今すぐにでも文句を言ってやりたいけど、グッと堪えて笑いかける。
歩き出した柳くんを追いかければ、前からかみ殺したような笑い声が聞こえた。



***



「これを持っていけばいいようだな」

「…そうらしいねー」

「どうした。不機嫌なのか?」


白々しく尋ねてくる柳くんは、わたしよりはるかに多い教材を手に嫌な笑みを浮かべる。
…あんたのせいだって言えたらどんなに楽かと思うけど、実際柳くんは何も悪くないんだよね。


「…そんなことないよ」

「本当か?」

「だってわたしも柳くんも先生の指示に従ってるだけでしょ」

「ほう…」


意外だな、と言いながら、本当に意外そうな顔をした柳くん。
噂によるとデータ(?)を集めるのが趣味らしいし、どうやらわたしは彼の予想に反した答えをしたようだ。


「お前は本当に興味深いな」

「そう?」

「ああ。
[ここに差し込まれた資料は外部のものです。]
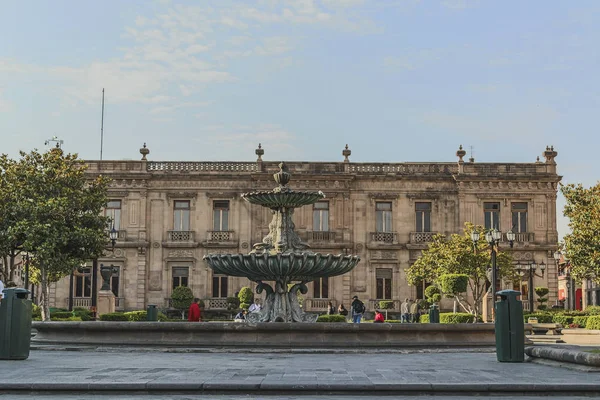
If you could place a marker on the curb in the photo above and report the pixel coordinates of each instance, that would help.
(564, 355)
(227, 387)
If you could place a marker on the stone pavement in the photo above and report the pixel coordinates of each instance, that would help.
(284, 374)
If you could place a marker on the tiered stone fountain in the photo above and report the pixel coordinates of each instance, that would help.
(282, 257)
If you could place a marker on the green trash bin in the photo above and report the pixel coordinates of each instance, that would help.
(510, 327)
(434, 314)
(15, 324)
(152, 313)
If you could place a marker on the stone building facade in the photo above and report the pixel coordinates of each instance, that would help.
(170, 214)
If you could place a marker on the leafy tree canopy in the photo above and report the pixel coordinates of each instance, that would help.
(458, 255)
(51, 209)
(582, 245)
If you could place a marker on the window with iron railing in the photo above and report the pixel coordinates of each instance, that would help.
(321, 288)
(519, 217)
(220, 286)
(181, 215)
(321, 216)
(180, 276)
(423, 217)
(491, 212)
(383, 277)
(383, 216)
(113, 211)
(221, 215)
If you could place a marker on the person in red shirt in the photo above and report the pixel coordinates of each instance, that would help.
(194, 311)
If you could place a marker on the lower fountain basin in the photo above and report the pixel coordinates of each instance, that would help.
(303, 267)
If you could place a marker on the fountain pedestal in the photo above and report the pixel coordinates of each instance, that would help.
(282, 258)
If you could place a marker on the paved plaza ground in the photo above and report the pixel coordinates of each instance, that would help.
(253, 376)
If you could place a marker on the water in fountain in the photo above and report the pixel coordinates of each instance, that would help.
(282, 257)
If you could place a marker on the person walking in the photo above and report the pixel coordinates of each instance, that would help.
(194, 311)
(405, 311)
(330, 309)
(414, 312)
(358, 308)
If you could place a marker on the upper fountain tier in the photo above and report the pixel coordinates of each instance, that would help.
(282, 196)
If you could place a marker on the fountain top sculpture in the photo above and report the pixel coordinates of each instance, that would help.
(282, 256)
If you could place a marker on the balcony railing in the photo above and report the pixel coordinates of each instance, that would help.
(318, 304)
(181, 236)
(384, 237)
(374, 305)
(321, 236)
(523, 237)
(220, 236)
(421, 237)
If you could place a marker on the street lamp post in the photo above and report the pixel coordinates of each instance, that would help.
(113, 235)
(493, 237)
(531, 269)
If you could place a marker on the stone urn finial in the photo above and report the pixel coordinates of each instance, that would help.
(460, 153)
(144, 151)
(346, 153)
(259, 152)
(550, 155)
(282, 177)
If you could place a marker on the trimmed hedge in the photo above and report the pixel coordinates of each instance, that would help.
(331, 318)
(114, 317)
(581, 321)
(564, 320)
(592, 310)
(458, 318)
(450, 318)
(543, 318)
(593, 322)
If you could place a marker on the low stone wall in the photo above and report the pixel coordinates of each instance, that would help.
(274, 335)
(581, 336)
(564, 355)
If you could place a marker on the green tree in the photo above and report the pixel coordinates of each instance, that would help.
(59, 217)
(458, 255)
(182, 298)
(582, 246)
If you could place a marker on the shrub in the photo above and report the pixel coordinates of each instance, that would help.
(113, 317)
(85, 315)
(386, 304)
(36, 311)
(456, 318)
(233, 303)
(432, 293)
(246, 296)
(182, 298)
(564, 320)
(593, 322)
(541, 292)
(453, 284)
(543, 318)
(581, 321)
(592, 310)
(135, 316)
(331, 318)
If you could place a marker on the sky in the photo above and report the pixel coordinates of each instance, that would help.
(396, 80)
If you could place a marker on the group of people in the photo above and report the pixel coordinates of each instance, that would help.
(254, 307)
(410, 311)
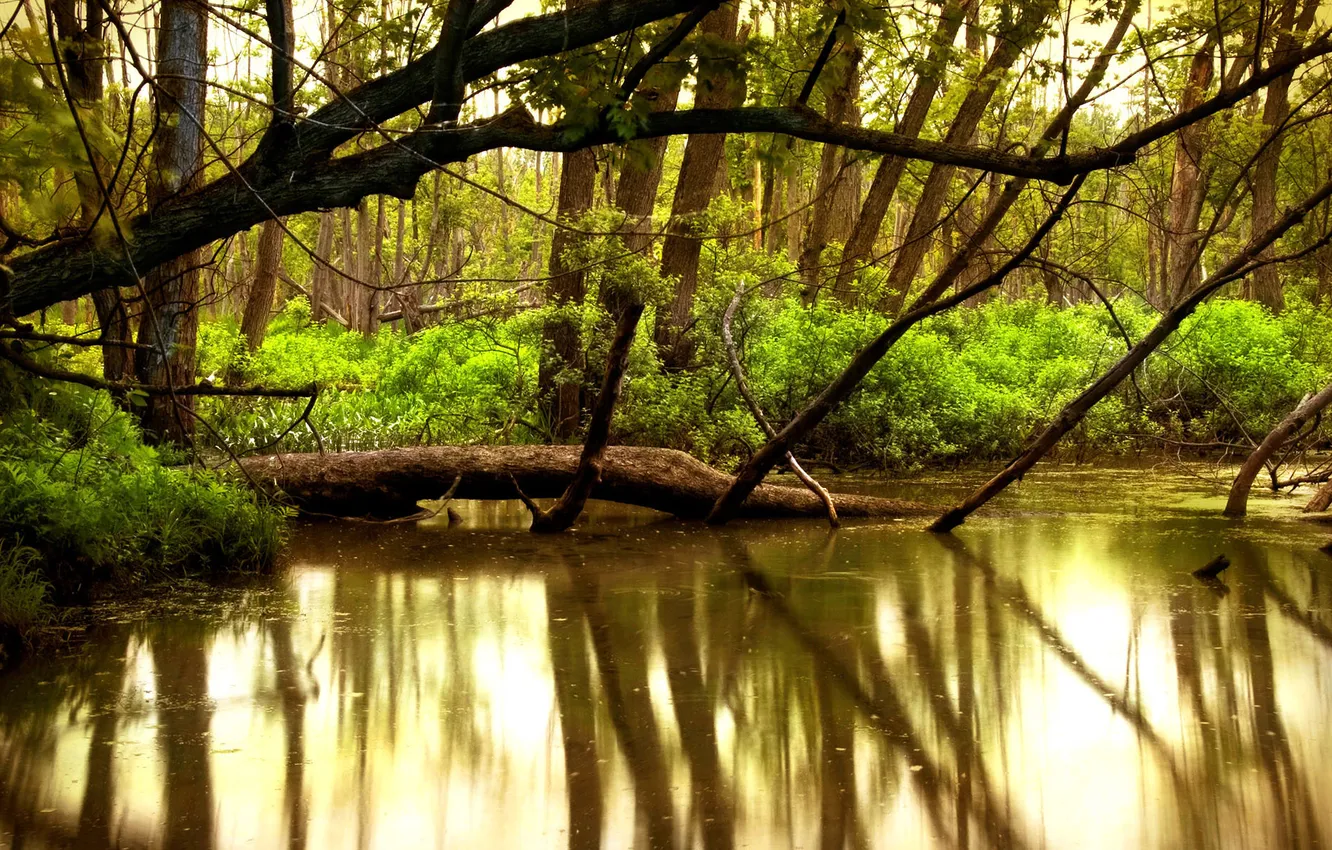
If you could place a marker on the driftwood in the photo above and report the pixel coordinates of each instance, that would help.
(1322, 500)
(1310, 407)
(389, 482)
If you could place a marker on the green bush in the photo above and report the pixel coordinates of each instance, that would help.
(83, 501)
(967, 385)
(23, 590)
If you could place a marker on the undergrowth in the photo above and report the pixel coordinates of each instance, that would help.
(85, 504)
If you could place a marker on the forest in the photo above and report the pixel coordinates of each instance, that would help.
(328, 257)
(665, 424)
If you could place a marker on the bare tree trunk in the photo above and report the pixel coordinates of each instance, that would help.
(859, 244)
(1008, 47)
(1078, 408)
(837, 181)
(365, 243)
(1238, 502)
(1183, 272)
(558, 384)
(694, 191)
(593, 458)
(389, 482)
(324, 283)
(1276, 109)
(638, 181)
(169, 323)
(751, 473)
(1323, 291)
(406, 295)
(267, 265)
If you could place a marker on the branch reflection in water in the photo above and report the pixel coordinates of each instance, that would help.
(1035, 682)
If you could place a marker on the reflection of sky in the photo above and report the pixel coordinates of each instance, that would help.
(428, 709)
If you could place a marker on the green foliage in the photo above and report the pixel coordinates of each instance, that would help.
(23, 592)
(969, 385)
(83, 501)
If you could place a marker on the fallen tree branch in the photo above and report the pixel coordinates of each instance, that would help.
(1236, 505)
(149, 389)
(592, 458)
(747, 395)
(1322, 500)
(1075, 411)
(390, 481)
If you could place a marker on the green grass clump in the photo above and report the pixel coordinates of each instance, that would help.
(23, 590)
(84, 504)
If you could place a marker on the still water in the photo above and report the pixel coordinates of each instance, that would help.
(1051, 677)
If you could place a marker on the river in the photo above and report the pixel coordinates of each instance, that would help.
(1050, 676)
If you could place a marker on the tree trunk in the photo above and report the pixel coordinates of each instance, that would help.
(1238, 502)
(389, 482)
(84, 68)
(889, 175)
(324, 281)
(260, 303)
(560, 387)
(1276, 109)
(694, 191)
(1008, 47)
(592, 460)
(849, 380)
(1076, 409)
(829, 221)
(1183, 271)
(169, 324)
(638, 181)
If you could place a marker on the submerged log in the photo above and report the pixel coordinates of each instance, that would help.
(389, 482)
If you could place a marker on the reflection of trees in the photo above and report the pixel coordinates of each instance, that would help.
(821, 705)
(1296, 818)
(622, 665)
(697, 718)
(184, 714)
(1015, 598)
(104, 710)
(577, 712)
(292, 693)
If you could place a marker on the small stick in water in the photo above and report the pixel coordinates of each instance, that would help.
(1212, 568)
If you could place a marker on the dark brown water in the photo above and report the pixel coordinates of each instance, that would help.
(1052, 678)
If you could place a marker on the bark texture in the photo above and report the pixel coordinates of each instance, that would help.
(1276, 109)
(694, 191)
(1238, 502)
(889, 173)
(962, 131)
(558, 380)
(169, 324)
(389, 482)
(260, 303)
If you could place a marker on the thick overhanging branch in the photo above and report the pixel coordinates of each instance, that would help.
(301, 177)
(245, 199)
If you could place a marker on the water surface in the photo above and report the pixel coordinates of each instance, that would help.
(1051, 677)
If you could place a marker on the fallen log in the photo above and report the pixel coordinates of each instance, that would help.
(389, 482)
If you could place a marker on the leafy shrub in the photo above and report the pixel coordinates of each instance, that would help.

俺の予想を見事に裏切る」

「…それって、まだわたしのことよく知らないからじゃないの?」


だって関わるようになってからまだ数日だし、いくらデータを取るのが趣味でも何でもわかるってもんじゃないだろう。
むしろこの程度の付き合いでいろいろわかられてたら怖いわ。


「いや。大体の人間には行動や思考のパターンがあるから、注視していれば言動を読むことも難しくない」

「…わたし難しいの?」

「まだわからないが、さらに興味をそそられたのは確かだ」


わたしは今のところ大丈夫みたいだけど、やっぱり柳くんは怖い人だった。
これからもっと関わるようになったら、わたしの考えてることとかみんな読まれちゃうのかな。いや、これ以上関わるつもりなんてないけどね?


「そろそろ戻るか」

「うん」


両手がふさがってる彼の代わりにドアを開ければ、ありがとう、と声が降ってくる。
別に、というわたしの言葉に彼が笑ったけど、気付かないふりをした。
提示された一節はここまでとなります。